Qualora, infine, il giudice si determini in modo contrario alla concessione, la domanda, ex art. 464 quater,9° c.p.p., potrà essere riproposta in giudizio prima della dichiarazione di apertura del dibattimento.
Si deve porre ora l’attenzione sulla durata del periodo di sospensione.
Il procedimento, infatti, in base al disposto dell’art. 464 quater c.p.p., non può essere sospeso:
– per un periodo superiore ai due anni qualora si proceda per reati per i quali è prevista una pena detentiva sola, congiunta o alternativa a quella pecuniaria;
– per un periodo superiore ad un anno qualora si proceda per reati per i quali è prevista la sola pena pecuniaria.
I termini decorrono dalla sottoscrizione da parte dell’imputato del verbale di messa alla prova.
È importante sottolineare, concludendo sul punto, come, oltre al procedimento penale, anche la prescrizione del reato è sospesa nei confronti del soggetto sottoposto a messa alla prova.
Possibili esiti
Trascorso il periodo di sospensione, in base al disposto dell’art. 464 septies c.p.p., se il giudice, tenuto conto del comportamento dell’imputato e del rispetto delle prescrizioni previste nel programma di trattamento, ritiene che la prova abbia dato esito positivo dichiara con sentenza estinto il reato.
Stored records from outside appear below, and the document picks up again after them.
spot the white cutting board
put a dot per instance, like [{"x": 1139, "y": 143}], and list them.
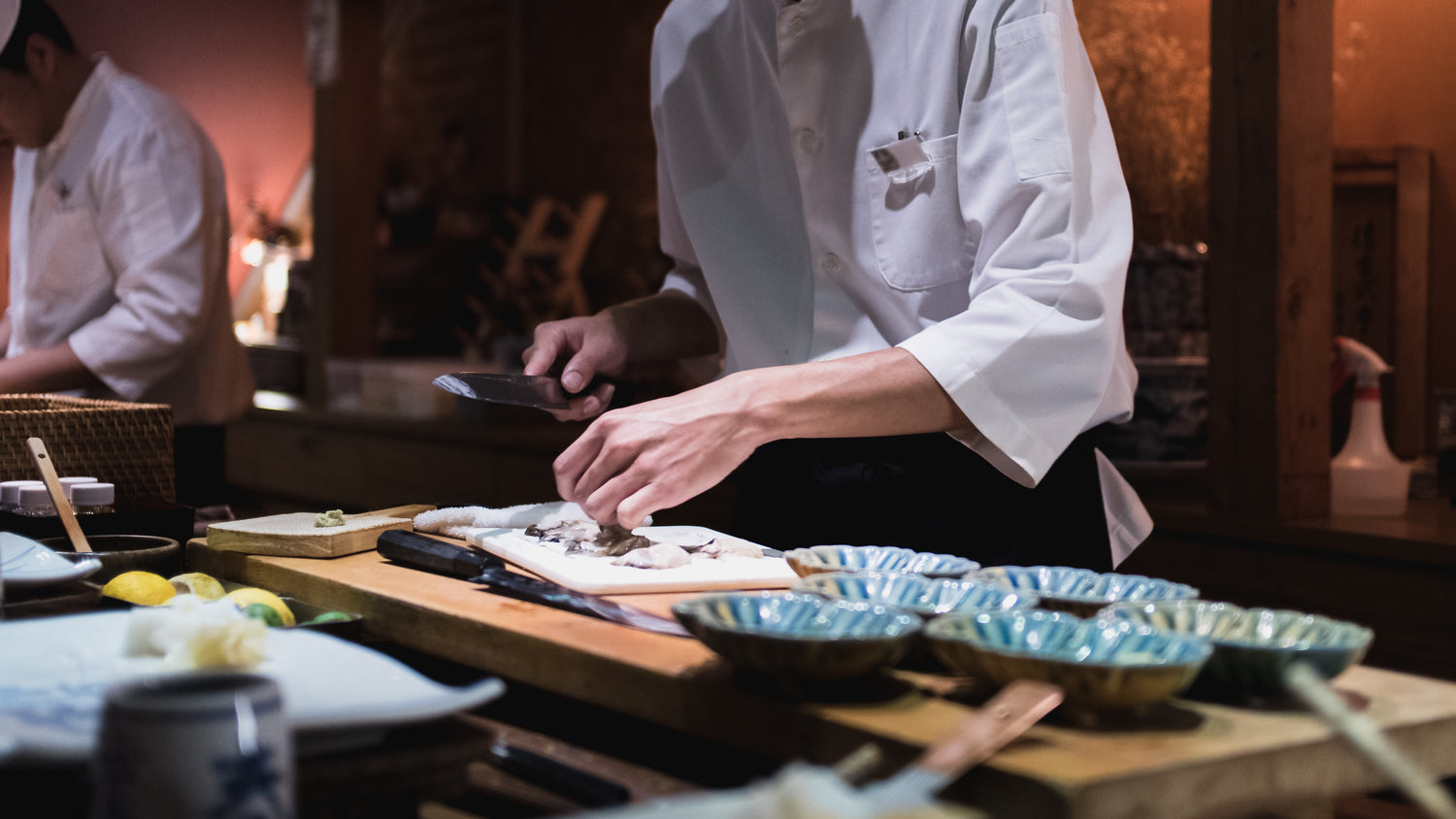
[{"x": 597, "y": 574}]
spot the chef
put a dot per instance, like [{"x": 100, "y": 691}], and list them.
[
  {"x": 900, "y": 238},
  {"x": 118, "y": 245}
]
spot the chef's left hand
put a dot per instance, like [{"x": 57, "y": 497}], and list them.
[{"x": 645, "y": 457}]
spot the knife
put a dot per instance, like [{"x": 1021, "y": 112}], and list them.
[
  {"x": 431, "y": 554},
  {"x": 573, "y": 783},
  {"x": 544, "y": 392}
]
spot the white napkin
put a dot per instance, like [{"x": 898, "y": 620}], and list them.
[{"x": 460, "y": 521}]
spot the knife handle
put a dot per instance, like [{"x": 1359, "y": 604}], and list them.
[
  {"x": 576, "y": 784},
  {"x": 431, "y": 554}
]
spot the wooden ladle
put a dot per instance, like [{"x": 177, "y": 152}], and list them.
[{"x": 52, "y": 484}]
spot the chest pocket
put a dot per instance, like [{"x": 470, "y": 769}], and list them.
[
  {"x": 64, "y": 244},
  {"x": 914, "y": 218}
]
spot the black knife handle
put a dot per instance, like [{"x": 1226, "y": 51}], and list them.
[
  {"x": 573, "y": 783},
  {"x": 431, "y": 554}
]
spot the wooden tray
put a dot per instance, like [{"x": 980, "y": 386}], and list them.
[{"x": 294, "y": 534}]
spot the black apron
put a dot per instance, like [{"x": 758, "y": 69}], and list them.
[{"x": 923, "y": 492}]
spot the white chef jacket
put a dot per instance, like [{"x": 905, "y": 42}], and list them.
[
  {"x": 118, "y": 242},
  {"x": 998, "y": 261}
]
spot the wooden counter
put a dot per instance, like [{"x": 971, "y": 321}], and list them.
[{"x": 1181, "y": 760}]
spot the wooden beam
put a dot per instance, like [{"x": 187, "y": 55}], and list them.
[
  {"x": 346, "y": 194},
  {"x": 1270, "y": 311}
]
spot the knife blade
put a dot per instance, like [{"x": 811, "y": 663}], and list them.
[
  {"x": 431, "y": 554},
  {"x": 542, "y": 392}
]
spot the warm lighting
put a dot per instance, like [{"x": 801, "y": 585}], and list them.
[
  {"x": 270, "y": 265},
  {"x": 253, "y": 252}
]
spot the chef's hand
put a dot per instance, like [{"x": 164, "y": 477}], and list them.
[
  {"x": 591, "y": 346},
  {"x": 637, "y": 460}
]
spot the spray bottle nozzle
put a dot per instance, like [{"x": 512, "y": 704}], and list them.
[{"x": 1363, "y": 363}]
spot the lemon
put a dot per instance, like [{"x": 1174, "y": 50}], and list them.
[
  {"x": 250, "y": 595},
  {"x": 142, "y": 588},
  {"x": 264, "y": 611},
  {"x": 198, "y": 583}
]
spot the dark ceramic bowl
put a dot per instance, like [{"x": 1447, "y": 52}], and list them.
[
  {"x": 1082, "y": 592},
  {"x": 795, "y": 639},
  {"x": 127, "y": 553},
  {"x": 1254, "y": 646}
]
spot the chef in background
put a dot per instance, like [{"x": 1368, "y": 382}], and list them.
[
  {"x": 900, "y": 235},
  {"x": 118, "y": 245}
]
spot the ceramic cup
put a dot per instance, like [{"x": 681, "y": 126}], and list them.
[{"x": 194, "y": 746}]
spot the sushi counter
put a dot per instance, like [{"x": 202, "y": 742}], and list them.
[{"x": 1176, "y": 758}]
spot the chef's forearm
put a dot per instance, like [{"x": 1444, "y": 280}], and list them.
[
  {"x": 46, "y": 370},
  {"x": 664, "y": 326},
  {"x": 871, "y": 395}
]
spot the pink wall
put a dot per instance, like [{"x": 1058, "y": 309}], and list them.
[{"x": 238, "y": 66}]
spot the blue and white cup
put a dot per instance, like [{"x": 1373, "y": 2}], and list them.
[{"x": 192, "y": 746}]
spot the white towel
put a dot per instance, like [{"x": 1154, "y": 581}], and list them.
[{"x": 460, "y": 521}]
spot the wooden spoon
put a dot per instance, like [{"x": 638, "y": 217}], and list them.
[
  {"x": 1004, "y": 717},
  {"x": 52, "y": 483}
]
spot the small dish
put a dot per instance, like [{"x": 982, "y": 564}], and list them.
[
  {"x": 26, "y": 563},
  {"x": 1252, "y": 646},
  {"x": 817, "y": 559},
  {"x": 127, "y": 553},
  {"x": 795, "y": 638},
  {"x": 1098, "y": 664},
  {"x": 1082, "y": 591},
  {"x": 920, "y": 595}
]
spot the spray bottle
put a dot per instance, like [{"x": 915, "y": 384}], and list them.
[{"x": 1366, "y": 477}]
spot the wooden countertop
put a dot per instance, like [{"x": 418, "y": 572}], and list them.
[{"x": 1179, "y": 760}]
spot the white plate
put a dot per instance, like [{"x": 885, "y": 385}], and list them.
[
  {"x": 597, "y": 574},
  {"x": 25, "y": 563},
  {"x": 55, "y": 671}
]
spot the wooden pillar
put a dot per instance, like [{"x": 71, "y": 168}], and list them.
[
  {"x": 346, "y": 66},
  {"x": 1270, "y": 303}
]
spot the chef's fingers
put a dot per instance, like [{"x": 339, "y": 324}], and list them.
[
  {"x": 588, "y": 405},
  {"x": 599, "y": 487},
  {"x": 617, "y": 501},
  {"x": 573, "y": 463},
  {"x": 544, "y": 351}
]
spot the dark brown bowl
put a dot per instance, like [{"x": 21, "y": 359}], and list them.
[{"x": 127, "y": 553}]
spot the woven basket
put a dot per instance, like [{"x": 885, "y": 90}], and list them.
[{"x": 118, "y": 442}]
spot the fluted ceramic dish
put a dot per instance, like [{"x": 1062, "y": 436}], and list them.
[
  {"x": 926, "y": 597},
  {"x": 1098, "y": 664},
  {"x": 1252, "y": 646},
  {"x": 1082, "y": 591},
  {"x": 818, "y": 559},
  {"x": 794, "y": 638}
]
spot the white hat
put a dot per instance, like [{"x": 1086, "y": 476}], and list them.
[{"x": 9, "y": 14}]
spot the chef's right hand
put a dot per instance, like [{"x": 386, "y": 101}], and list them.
[{"x": 590, "y": 346}]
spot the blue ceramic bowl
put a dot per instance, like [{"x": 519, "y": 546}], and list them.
[
  {"x": 1082, "y": 591},
  {"x": 794, "y": 638},
  {"x": 1252, "y": 646},
  {"x": 818, "y": 559},
  {"x": 1098, "y": 664},
  {"x": 926, "y": 597}
]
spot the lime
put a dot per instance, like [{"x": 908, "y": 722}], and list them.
[
  {"x": 262, "y": 611},
  {"x": 198, "y": 583},
  {"x": 142, "y": 588},
  {"x": 331, "y": 617},
  {"x": 252, "y": 595}
]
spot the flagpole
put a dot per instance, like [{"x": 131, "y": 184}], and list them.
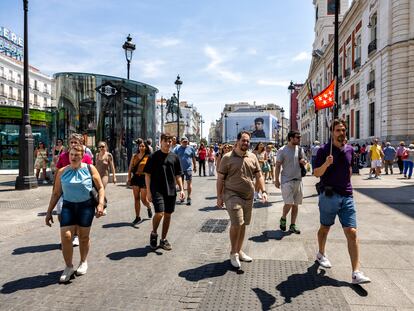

La sentenza dichiarante l’estinzione non deve essere riportata né nel certificato penale né nel certificato penale del casellario giudiziale.
Le eventuali sanzioni accessorie potranno tuttavia, ex art. 168 ter c.p., essere comunque disposte anche in caso di esito positivo della prova.
Qualora invece la prova dia esito negativo il giudice, ex art. 464 septies, 2° c.p.p., dispone con ordinanza che il processo riprenda il suo corso e l’imputato non può più riproporre, ex art. 464 nonies c.p.p., la richiesta di sospensione del procedimento con messa alla prova.
Ulteriore possibile esito è quello della revoca.
Il giudice può disporre la revoca della sospensione con ordinanza, d’ufficio o su istanza di parte, all’esito di un’apposita udienza camerale.
Ciò può avvenire in due sole ipotesi disciplinate dall’art. 168 quater c.p.:
– se l’imputato commette una grave o reiterata trasgressione al programma di trattamento, alle prescrizione imposte o omette di prestare il lavoro di pubblica utilità;
– se l’imputato commette un nuovo delitto non colposo o della stessa indole di quello per cui si procede.
Anche nell’ipotesi di revoca l’imputato non può più riproporre l’istanza di sospensione. Il tempo di prova trascorso, in caso di esito negativo o di revoca, non viene tuttavia perduto per l’imputato, difatti, qualora il procedimento porti ad una sua condanna, sarà sottratto dal periodo di pena concretamente previsto, in base al disposto dell’art. 657 bis c.p.p., con un computo per cui a tre giorni di prova corrisponde un giorno di reclusione o arresto, ovvero a 250 euro di multa o ammenda.